Погребение заживо, несомненно, чудовищнее всех ужасов, какие выпали на долю смертного. И здравомыслящий человек едва ли станет отрицать, что это случалось часто, очень часто. Грань, отделяющая Жизнь от Смерти, в лучшем случае обманчива и неопределенна. Кто может сказать, где кончается одно и начинается другое? Известно, что есть болезни, при которых исчезают все явные признаки жизни, но, строго говоря, они не исчезают совершенно, а лишь прерываются. Возникает временная остановка в работе неведомого механизма. Наступает срок, и некое незримое таинственное начало вновь приводит в движение волшебные крыла и магические колеса. Серебряная нить не оборвана навеки, и златой сосуд не разбит безвозвратно. Но где в эту пору обреталась душа?
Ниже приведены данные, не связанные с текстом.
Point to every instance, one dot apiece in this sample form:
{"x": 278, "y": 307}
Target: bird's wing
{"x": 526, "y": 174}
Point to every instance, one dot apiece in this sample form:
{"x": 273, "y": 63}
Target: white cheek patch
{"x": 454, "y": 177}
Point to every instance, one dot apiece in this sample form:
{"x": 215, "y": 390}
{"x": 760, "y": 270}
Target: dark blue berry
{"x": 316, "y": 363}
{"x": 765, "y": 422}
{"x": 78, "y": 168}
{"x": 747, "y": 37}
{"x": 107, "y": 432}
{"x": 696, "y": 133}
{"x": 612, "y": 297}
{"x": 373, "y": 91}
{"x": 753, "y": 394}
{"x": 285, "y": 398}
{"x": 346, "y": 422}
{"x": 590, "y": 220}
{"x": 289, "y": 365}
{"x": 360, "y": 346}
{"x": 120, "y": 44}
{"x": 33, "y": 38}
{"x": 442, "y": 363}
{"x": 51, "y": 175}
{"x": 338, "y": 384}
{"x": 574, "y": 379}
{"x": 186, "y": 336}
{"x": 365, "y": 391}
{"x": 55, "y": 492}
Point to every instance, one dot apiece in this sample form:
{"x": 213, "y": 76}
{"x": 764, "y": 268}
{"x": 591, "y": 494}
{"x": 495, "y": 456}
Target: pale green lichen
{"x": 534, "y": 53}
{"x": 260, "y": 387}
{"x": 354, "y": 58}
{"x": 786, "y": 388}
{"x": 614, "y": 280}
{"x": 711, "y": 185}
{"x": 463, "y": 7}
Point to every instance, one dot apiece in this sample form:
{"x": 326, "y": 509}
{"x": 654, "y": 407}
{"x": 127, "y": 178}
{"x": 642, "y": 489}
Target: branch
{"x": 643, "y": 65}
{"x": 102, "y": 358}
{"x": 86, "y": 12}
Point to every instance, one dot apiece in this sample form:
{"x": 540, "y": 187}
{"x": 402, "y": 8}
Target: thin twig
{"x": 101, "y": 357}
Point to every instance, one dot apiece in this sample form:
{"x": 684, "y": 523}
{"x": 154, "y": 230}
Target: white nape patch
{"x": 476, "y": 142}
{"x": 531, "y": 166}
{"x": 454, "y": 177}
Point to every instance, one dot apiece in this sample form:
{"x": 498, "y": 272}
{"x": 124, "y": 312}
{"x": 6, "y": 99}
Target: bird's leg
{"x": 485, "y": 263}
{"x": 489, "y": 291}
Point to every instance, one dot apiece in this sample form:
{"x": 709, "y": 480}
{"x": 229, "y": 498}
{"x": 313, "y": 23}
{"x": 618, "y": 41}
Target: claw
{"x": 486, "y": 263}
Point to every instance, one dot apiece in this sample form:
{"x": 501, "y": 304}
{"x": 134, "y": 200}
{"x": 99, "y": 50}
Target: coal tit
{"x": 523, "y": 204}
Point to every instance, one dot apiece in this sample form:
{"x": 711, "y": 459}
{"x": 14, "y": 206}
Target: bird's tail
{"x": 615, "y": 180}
Однако, кроме неизбежного заключения априори, что соответствующие причины влекут за собой соответствующие следствия, и поскольку известны случаи, когда жизнедеятельность прерывается, не подлежит сомнению, что людей иногда хоронят заживо, – кроме этого общего соображения, опыт медицины и самой жизни прямо свидетельствует, что это действительно бывало не раз. При необходимости я мог бы сослаться на целую сотню самых достоверных примеров. Один такой случай, весьма примечательный и, вероятно, еще не изгладившийся из памяти некоторых читателей, имел место не столь давно в соседнем городе Балтиморе и произвел на многих потрясающее, неотразимое впечатление. Супругу одного из самых почтенных граждан – известного юриста и члена конгресса – постигла внезапная и необъяснимая болезнь, перед которой оказалось бессильно все искусство медиков. После тяжких страданий наступила смерть или состояние, которое сочли смертью. Никто даже не подозревал, да и не имел причин подозревать, что она вовсе не умерла. Обнаружились все обычные признаки смерти. Лицо осунулось, черты его заострились. Губы стали белее мрамора. Глаза помутнели. Наступило окоченение. Сердце не билось. Так она пролежала три дня, и за это время тело сделалось твердым, как камень. Одним словом, надо было поспешить с похоронами, поскольку труп, казалось, быстро разлагается.

Ее похоронили в семейном склепе, и три года никто не тревожил могильный покой. По прошествии этого времени склеп открыли, чтобы установить там саркофаг, – но увы! – какое страшное потрясение ожидало ее супруга, который своими руками отворил дверь! Едва створки распахнулись наружу, что-то закутанное в белое со стуком упало прямо в его объятия. То был скелет его жены в еще не истлевшем саване.